Aung San Suu Kyi’s National League for Democracy (NLD) will go into next year’s parliamentary election in Myanmar with no candidate for president and might even support a former general from the pro-military ruling party, NLD officials said. Nobel Peace Prize winner Suu Kyi, 69, is barred by the constitution from becoming president and is apparently unwilling to give her blessing to an alternative candidate from within her own party. One senior member of Suu Kyi’s party said it might give its backing for Shwe Mann, speaker of parliament and chairman of the ruling Union Solidarity and Development Party (USDP), to be put forward for the presidency. The USDP is made up of former military officers. But that would risk angering many rank-and-file NLD members, including many who were imprisoned by the military. It could risk undermining support for the country’s most popular party and its leader.

We believe there is no number two position in our party.
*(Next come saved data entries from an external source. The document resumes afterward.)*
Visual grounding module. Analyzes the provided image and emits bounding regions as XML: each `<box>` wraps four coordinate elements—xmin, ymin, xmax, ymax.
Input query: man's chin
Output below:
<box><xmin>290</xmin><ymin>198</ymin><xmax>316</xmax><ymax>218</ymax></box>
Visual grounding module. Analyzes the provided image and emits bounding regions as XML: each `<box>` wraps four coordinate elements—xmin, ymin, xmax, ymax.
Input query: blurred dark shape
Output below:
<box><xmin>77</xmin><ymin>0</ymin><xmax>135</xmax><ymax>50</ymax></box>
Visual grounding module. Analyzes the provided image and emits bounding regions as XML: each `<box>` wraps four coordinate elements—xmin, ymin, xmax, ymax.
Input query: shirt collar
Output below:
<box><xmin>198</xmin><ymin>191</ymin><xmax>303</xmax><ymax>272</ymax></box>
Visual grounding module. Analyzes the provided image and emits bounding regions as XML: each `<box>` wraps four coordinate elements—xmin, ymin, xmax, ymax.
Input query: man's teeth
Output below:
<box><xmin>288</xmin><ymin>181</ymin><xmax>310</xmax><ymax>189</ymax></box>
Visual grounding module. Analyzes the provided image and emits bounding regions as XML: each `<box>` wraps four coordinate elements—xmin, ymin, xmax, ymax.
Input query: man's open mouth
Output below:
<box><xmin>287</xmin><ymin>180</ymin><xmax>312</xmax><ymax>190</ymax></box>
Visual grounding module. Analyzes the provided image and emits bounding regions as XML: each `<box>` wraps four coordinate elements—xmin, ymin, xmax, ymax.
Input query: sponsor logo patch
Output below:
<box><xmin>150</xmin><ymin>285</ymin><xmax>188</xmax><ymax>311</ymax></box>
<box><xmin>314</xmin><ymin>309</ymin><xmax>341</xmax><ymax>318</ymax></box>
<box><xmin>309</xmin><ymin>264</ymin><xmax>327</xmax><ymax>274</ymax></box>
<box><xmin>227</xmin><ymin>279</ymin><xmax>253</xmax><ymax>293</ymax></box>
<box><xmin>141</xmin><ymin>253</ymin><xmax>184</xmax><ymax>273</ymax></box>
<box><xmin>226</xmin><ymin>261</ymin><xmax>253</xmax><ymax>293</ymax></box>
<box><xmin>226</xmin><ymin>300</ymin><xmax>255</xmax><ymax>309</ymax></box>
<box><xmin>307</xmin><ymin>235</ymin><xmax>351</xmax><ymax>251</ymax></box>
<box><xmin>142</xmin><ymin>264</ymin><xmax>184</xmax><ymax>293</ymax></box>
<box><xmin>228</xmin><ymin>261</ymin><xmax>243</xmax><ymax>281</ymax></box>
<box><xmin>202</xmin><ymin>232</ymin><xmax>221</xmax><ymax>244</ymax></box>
No one is second to Aung San Suu Kyi.

Han Tha Myint, a member of the NLD’s executive committee

Suu Kyi, who spent nearly two decades under house arrest for her efforts to promote democracy, is ineligible for the presidency under the constitution, drafted during military rule, which bars candidates with a foreign child or spouse. Her late husband was British, as are her two sons. Next year’s parliamentary elections will be the first since President Thein Sein embarked on landmark reforms in 2011, dismantling the control of the military which had ruled since seizing power in a 1962 coup. It will also be the first general election the NLD has contested since it swept a 1990 vote that the military ignored. The party boycotted a 2010 election held under military rule when Suu Kyi was under house arrest. The NLD collected 5 million signatures around the country to press the ruling party to revise the constitution to remove the military’s veto over changes to the constitution, including the clause that prevents Suu Kyi, the daughter of the country’s independence hero, General Aung San, from becoming president. But there appears to be little hope that the ruling party, which is supported by the military, will allow an amendment to a constitution that gives the military veto powers.

Many of our party members and citizens don’t like a situation where army men are governing the country.